In 1926, the Gillies Highway between Yungaburra and Gordonvale was opened, providing the first trafficable road to the Tablelands. Yungaburra became a gateway to the natural attractions of the area and a blossoming tourist trade to the nearby lakes created a second period of development. The Williams hotel was enlarged and the estate developed other businesses in Yungaburra. In 1926, the land on which the house stands was excised from the larger holding and transferred from the Estate to Frances Amelia Wardle, a widowed daughter of H S Williams. The house is thought to have been built at this time. In 1947, Mrs Wardle died and the house was left to Marion Lehfeldt, her elder daughter, and then in 1954 was transferred to a group of Williams family members.

By 1967 the house had fallen into disrepair and was condemned. However, it has survived in use following repair and renovation by a series of owners during the late 20th century. In 1975 it was sold by the Williams family and changed hands twice before being purchased in 1981 by Christian and Jacqueline Souilijaert who ran it as an art gallery. The house is still known to many people locally as "the art gallery" even though it has not been used for this purpose since 1988 and has reverted to residential use. The house has undergone a series of modifications over the years and was renovated in 1998 at which the time the bathroom and kitchen were renewed and the verandah at the rear extended into a deck.

== Description ==
Allumbah is a timber building with a hipped and gabled roof clad in corrugated iron. It is set on stumps that are low at the front, but increase in height as the land falls away to the rear.

A low retaining wall constructed of volcanic rock runs along the front of the property, breaking for the driveway and then recommencing further north down Mulgrave Road for a distance of approximately 40 m. The stonework is similar to that seen elsewhere in Yungaburra, such as that in the gardens of the Lake Eacham Hotel. The trees that marked the front fence line have been removed.

At the centre of the front elevation there is a projecting bay with a triple window and sunhood below a decorative timber gable infill. This is adjoined on the right hand side by a wide verandah that runs around the side of the house and has been built in at the rear. The verandah roof is ceiled with tongue and groove timber boards and is supported by timber posts with decorative timber brackets. It has a timber handrail and slat balustrading. Four sets of French windows open onto the verandah.
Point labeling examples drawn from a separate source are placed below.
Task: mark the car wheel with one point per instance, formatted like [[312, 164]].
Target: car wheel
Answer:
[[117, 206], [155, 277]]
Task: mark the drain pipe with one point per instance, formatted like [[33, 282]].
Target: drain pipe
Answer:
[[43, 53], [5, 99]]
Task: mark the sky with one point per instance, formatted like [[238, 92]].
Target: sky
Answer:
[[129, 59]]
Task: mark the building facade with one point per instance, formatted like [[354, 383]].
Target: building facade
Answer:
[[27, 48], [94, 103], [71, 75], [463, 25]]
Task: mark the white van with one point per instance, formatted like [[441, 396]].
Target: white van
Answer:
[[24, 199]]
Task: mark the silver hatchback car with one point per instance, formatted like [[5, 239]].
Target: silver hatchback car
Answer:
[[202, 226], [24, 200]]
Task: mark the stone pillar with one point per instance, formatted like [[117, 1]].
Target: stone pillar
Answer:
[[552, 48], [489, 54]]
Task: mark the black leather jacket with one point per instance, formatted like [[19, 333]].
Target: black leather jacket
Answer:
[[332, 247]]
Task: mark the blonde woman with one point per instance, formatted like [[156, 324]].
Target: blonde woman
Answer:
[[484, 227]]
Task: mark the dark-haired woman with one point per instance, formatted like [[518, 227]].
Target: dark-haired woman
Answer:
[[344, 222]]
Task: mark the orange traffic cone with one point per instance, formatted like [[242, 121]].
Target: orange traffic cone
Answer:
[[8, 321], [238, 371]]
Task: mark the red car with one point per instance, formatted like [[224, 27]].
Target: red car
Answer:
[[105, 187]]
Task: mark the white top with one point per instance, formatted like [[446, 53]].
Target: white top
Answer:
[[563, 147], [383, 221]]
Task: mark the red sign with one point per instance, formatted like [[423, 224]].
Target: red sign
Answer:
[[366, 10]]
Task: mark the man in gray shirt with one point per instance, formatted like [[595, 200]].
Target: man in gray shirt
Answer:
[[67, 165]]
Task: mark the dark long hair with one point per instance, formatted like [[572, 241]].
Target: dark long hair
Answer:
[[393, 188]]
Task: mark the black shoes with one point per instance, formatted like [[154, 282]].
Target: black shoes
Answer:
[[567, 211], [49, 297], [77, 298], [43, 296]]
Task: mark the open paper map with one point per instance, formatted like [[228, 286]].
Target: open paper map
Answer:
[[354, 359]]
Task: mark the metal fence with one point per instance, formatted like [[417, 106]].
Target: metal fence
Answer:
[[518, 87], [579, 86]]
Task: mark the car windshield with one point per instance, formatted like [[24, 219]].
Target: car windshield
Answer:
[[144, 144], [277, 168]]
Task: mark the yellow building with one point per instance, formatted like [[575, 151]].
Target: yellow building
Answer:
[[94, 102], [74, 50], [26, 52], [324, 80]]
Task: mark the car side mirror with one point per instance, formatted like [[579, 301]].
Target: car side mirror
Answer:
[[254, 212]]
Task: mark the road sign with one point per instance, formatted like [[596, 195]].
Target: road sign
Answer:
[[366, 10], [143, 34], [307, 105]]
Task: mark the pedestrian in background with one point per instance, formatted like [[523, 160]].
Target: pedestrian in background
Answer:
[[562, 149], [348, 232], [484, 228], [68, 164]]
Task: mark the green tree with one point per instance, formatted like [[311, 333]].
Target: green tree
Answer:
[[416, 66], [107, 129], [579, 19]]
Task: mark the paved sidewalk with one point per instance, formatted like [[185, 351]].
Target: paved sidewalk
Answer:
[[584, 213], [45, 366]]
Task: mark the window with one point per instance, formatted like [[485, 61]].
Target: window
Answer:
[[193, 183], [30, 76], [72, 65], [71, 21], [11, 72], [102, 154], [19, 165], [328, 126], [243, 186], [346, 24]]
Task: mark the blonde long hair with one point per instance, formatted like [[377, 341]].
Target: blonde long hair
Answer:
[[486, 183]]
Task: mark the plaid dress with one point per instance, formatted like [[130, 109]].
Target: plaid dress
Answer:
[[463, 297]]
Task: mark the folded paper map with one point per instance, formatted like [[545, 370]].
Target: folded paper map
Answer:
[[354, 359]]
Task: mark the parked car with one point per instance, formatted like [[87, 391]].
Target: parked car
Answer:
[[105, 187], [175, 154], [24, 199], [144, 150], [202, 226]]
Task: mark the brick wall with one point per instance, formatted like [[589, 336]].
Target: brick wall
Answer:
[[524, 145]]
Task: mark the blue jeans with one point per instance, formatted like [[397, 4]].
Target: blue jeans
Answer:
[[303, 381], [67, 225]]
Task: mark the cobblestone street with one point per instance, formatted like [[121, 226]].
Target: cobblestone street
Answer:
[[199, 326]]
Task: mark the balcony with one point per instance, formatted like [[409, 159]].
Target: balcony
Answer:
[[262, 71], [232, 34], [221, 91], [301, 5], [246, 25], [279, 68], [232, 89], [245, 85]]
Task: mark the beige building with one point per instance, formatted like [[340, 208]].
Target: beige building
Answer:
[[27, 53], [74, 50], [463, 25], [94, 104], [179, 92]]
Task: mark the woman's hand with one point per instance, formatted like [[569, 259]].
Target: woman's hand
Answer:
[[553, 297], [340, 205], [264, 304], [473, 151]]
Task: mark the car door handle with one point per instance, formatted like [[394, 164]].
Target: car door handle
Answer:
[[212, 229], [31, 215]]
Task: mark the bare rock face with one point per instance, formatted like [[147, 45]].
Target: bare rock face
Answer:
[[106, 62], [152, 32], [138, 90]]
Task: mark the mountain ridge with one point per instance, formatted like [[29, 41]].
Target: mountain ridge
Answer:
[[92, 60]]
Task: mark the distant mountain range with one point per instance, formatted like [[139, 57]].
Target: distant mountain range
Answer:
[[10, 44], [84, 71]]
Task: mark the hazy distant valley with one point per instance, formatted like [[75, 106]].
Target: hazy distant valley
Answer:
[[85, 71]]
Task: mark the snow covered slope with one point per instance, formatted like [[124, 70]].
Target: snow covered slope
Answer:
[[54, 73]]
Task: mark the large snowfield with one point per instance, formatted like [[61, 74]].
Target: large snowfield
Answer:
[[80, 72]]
The opposite side of the house has rooms along what may have been a former verandah. A verandah at the rear has been extended into a timber deck. The interior of the building has walls of tongue and groove timber boards and timber floors. The core rooms have high ceilings and the doors that open from the main room into the bedrooms and study have decorative transoms. The ceilings of all rooms on the perimeter of the house have raked ceilings, which suggests that the house has evolved from a four-room core and verandahs. The kitchen and bathroom are modern.

== Heritage listing ==
Allumbah was listed on the Queensland Heritage Register on 21 October 1992 having satisfied the following criteria.

The place is important in demonstrating the evolution or pattern of Queensland's history.

Allumbah was built during an important period in the development of Yungaburra and is located on part of the original Williams family land, indicating the position of the original settlement of Allumbah, which predated the current centre of the township.

The place is important because of its aesthetic significance.

Allumbah is a timber residence built in a traditional style and contributes to the built character of Yungaburra.

The place has a special association with the life or work of a particular person, group or organisation of importance in Queensland's history.

As a building constructed on part of the original Williams land and which remained in that family for many years, Allumbah has an association with the Williams family who made a major contribution to the commercial development of Yungaburra.